As the first Star Wars movie not about the Skywalkers or Solos, expectations for Rogue One were high. And though its last 45 minutes are perhaps the most shocking and adult of the series, nothing about this standalone space story stands out from the big-budget crowd.
The idea of "cinematic universes" changed the game for franchise moviemaking. It's no longer about sequels or even prequels; the goal is to create a world where numerous stories can intertwine and the whole process prints money for years. Marvel has become the gold standard here; DC remains the punching bag. But Rogue One, more than any other franchise entry, exposes how hollow this whole endeavor can be.
The movie exists to expand upon a key piece of Star Wars lore—how the Rebel Alliance stole the Death Star plans—and doesn't achieve much else. An extremely talented and diverse cast gets nothing to work with, character motivations are sparse if not nonexistent, and what sounded like an enticing plot summary ends up being a well-made bit of fan service.

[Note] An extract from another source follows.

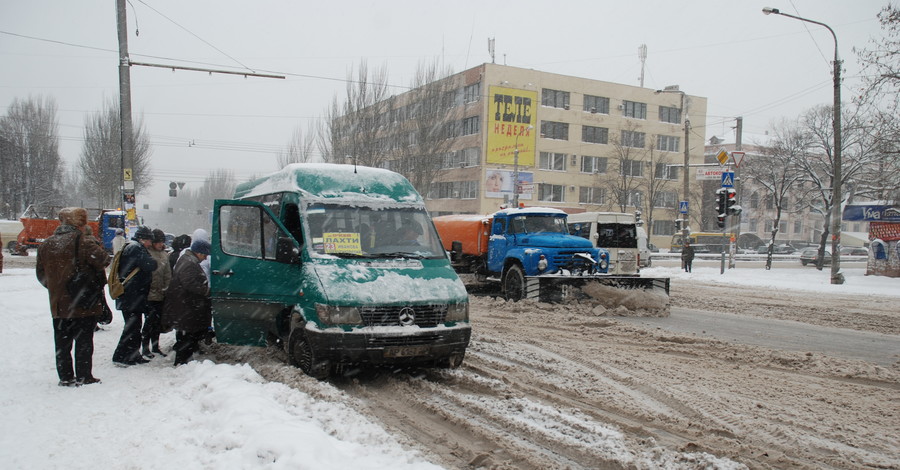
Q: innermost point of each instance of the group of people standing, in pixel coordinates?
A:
(163, 291)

Directed by Gareth Edwards of Monsters and Godzilla fame, Rogue One opens with a bit of backstory for protagonist Jyn (Felicity Jones) as her father (Mads Mikkelsen) is coerced by the Empire into working on a superweapon. After being saved from the Empire's weapons guru Orson Krennic (Ben Mendelsohn) by rebel extremist Saw Gerrera (Forest Whitaker), we hop forward in time to the Rebel Alliance coaxing Jyn into finding her father and uncovering the plans for said superweapon. Teaming up with intelligence officer Cassian Andor (Diego Luna) and a ragtag bunch of other random buddies, she embarks on her planet-hopping journey.
And that's about it. The general story catalysts are there: find father, save galaxy, support your friends. But we learn nothing about who Jyn, Cassian, or Krennic really are. Jyn is a Reluctant Hero, Cassian is a vaguely Solo-esque Anti-Hero, and Krennic is a lackey of Darth Vader and Grand Moff Tarkin. Much like The Force Awakens, the characters fit into well-defined molds; unlike The Force Awakens, they're not memorable or interesting. This is Rogue One's greatest failure: when you have a cast that includes Jones, Luna, Whitaker, Mendelsohn, and Riz Ahmed, you have brilliant actors and actresses in place to establish a whole new slice of this universe. Instead, Edwards and screenwriters Chris Weitz and Tony Gilroy coast on their respective charms and achieve the bare minimum.
Then there's the original trilogy references. You've probably already heard about CGI Tarkin, which I found disorienting and unnecessary given that Peter Cushing died 22 years ago. Then there's the obligatory R2D2 and C3P0 appearances, plus visits to Yavin 4 to see Mon Mothma, Bail Organa, and General Jan Dodonna. There are plenty of enjoyable moments for nerds to geek out over, including several Darth Vader scenes that come close to saving the whole enterprise. But they're largely inaccessible instances aimed only at superfans; those unfamiliar with the Star Wars universe will be lost immediately.
There's been talk of Rogue One being a "great war movie," which seems to ignore all the strides modern war movies have made. What used to be rousing propaganda for our boys and girls in uniform is now a deep, oft-dark look at the horrors of war on the human psyche, something Edwards's film touches on but largely avoids. The last 45 minutes are brutal, especially in the context of a Star Wars movie, but being proceeded by 90 minutes of cartoonish space adventuring undercuts the ending's potential impact.
Essentially, Rogue One tries to have its cake and eat it too. All the Marvel directors thus far have mostly surrendered to the machine, telling fun stories with great casts and making the most of spectacles that exist only to get us to the next adventure. But Rogue One has no sequel, because it's called Star Wars and was released in 1977. It had a chance to be the rare outlier that shines on its own merits; instead, it fills in the gaps and goes through the motions before trying to wow us with an unexpected ending. Time will tell how much of this is Edwards's vision and how much was done at Disney's bidding, but what made it to theaters is not the first step this burgeoning franchise needed.